German wholesalers: price increase as in the oil crisis

As of: 13.09.2021 11:24 a.m.

Another harbinger of even higher inflation: In wholesale, prices have risen as sharply as they were last in autumn 1974. Some raw materials have risen by two thirds within a year.

Wholesale prices in Germany rose more sharply in August than they have been for almost 47 years. In August they rose by 12.3 percent compared to the corresponding month of the previous year, as reported by the Federal Statistical Office. The upward trend in prices accelerated again significantly: in July the rate of inflation was 11.3 percent and in June 10.7 percent. The last time there was a stronger increase was in October 1974 with 13.2 percent during the first oil crisis.

“The high rise in wholesale prices compared to the previous year is due, on the one hand, to the current sharp rise in prices for many raw materials and intermediate products,” explained the statisticians. “On the other hand, there is a base effect due to the very low price level in the previous months in connection with the Corona crisis.”

Prices doubled in some cases

The main price drivers were ores, metals and metal intermediate products, which rose by almost two thirds. The prices of old and residual materials were more than twice as high. Raw and sawn timber cost almost 60 percent more. The prices for solid fuels and petroleum products were more than a third above the previous year’s level.

In the past few months there had been an increasing number of reports of delivery problems with numerous products. Due to the significant recovery of the world economy from the Corona slump, prices for many products are currently rising rapidly. The world’s largest economies, the USA and China, are particularly expecting strong growth this year, especially since major economic stimulus programs have been launched there.

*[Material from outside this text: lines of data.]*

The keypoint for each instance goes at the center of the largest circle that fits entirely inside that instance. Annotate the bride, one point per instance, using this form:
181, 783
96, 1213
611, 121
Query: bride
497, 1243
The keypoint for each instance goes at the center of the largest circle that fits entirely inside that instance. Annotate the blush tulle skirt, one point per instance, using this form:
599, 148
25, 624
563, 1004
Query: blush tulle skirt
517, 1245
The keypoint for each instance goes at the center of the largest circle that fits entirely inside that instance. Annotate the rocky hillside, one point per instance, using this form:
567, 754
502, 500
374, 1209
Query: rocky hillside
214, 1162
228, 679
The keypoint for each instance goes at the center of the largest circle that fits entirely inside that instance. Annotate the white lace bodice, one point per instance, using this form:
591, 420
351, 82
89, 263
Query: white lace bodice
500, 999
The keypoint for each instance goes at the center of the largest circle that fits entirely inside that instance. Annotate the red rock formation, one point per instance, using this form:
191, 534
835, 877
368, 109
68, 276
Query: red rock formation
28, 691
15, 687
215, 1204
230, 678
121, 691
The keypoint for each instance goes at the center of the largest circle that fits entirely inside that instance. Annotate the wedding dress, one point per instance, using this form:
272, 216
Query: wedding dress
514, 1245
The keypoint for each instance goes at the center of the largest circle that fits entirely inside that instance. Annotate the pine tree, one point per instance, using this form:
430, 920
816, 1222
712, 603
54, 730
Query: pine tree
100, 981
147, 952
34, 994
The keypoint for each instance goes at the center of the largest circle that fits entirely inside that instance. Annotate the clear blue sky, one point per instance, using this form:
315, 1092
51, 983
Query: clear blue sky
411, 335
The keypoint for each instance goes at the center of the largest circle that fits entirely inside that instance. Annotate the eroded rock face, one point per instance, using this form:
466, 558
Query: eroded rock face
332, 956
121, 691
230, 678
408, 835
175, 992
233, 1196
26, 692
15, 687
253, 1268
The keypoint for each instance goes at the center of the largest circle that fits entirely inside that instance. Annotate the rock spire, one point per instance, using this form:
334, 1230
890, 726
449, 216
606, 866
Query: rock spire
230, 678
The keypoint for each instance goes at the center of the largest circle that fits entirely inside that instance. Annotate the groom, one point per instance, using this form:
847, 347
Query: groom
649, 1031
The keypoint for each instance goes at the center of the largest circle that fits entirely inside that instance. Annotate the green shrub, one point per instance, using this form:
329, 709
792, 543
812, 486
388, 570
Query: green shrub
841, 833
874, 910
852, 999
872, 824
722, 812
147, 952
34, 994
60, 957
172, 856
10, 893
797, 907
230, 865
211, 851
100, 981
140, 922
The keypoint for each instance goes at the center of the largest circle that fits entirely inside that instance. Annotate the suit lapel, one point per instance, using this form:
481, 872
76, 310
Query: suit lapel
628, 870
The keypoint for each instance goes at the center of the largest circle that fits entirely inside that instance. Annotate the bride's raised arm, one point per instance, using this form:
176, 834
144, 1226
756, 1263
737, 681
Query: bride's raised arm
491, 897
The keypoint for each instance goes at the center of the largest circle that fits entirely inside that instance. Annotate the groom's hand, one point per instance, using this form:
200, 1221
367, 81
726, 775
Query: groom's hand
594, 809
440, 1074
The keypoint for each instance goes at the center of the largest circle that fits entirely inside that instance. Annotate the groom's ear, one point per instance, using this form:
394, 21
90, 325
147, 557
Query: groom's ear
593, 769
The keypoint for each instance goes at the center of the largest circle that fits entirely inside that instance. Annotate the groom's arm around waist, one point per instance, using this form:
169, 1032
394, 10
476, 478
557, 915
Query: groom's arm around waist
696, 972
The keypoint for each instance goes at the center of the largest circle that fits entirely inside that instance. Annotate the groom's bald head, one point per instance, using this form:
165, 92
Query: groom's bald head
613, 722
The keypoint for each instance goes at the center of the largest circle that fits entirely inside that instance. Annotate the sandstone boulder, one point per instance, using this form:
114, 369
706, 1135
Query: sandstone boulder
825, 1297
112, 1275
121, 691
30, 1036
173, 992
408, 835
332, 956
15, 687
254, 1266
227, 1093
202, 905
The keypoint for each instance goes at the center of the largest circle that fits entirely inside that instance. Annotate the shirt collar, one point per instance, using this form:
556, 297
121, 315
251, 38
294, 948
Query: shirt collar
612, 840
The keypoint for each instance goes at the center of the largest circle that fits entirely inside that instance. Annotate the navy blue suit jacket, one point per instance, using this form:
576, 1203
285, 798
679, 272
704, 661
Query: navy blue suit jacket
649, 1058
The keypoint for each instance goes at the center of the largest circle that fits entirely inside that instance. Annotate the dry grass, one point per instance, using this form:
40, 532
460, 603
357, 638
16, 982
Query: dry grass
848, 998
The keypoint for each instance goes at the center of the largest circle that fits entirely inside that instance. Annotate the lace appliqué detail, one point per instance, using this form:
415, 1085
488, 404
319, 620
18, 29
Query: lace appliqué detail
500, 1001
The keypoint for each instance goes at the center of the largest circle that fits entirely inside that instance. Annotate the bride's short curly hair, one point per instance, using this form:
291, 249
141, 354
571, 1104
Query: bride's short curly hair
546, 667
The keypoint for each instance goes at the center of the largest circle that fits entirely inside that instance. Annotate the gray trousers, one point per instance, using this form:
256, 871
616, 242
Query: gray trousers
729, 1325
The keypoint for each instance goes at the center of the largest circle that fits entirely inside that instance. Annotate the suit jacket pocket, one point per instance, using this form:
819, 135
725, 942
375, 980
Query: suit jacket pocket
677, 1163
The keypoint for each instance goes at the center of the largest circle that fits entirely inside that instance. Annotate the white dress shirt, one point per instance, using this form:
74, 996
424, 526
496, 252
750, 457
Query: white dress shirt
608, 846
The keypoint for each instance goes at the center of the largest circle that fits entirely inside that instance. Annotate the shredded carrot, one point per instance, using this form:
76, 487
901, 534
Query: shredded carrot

Pressure on consumer prices

The development of wholesale prices is an indicator of the future development of general consumer prices, since wholesale is the intermediate station between manufacturers and end customers. Added to this are the prices for goods imported into Germany and the prices that manufacturers receive for their products. Monthly statistics are also published for these so-called import and producer prices. They all have an impact on consumer prices, on which the European Central Bank (ECB) bases its monetary policy.

In August, the inflation rate in Germany was 3.9 percent. It was as high as it was last in 1993.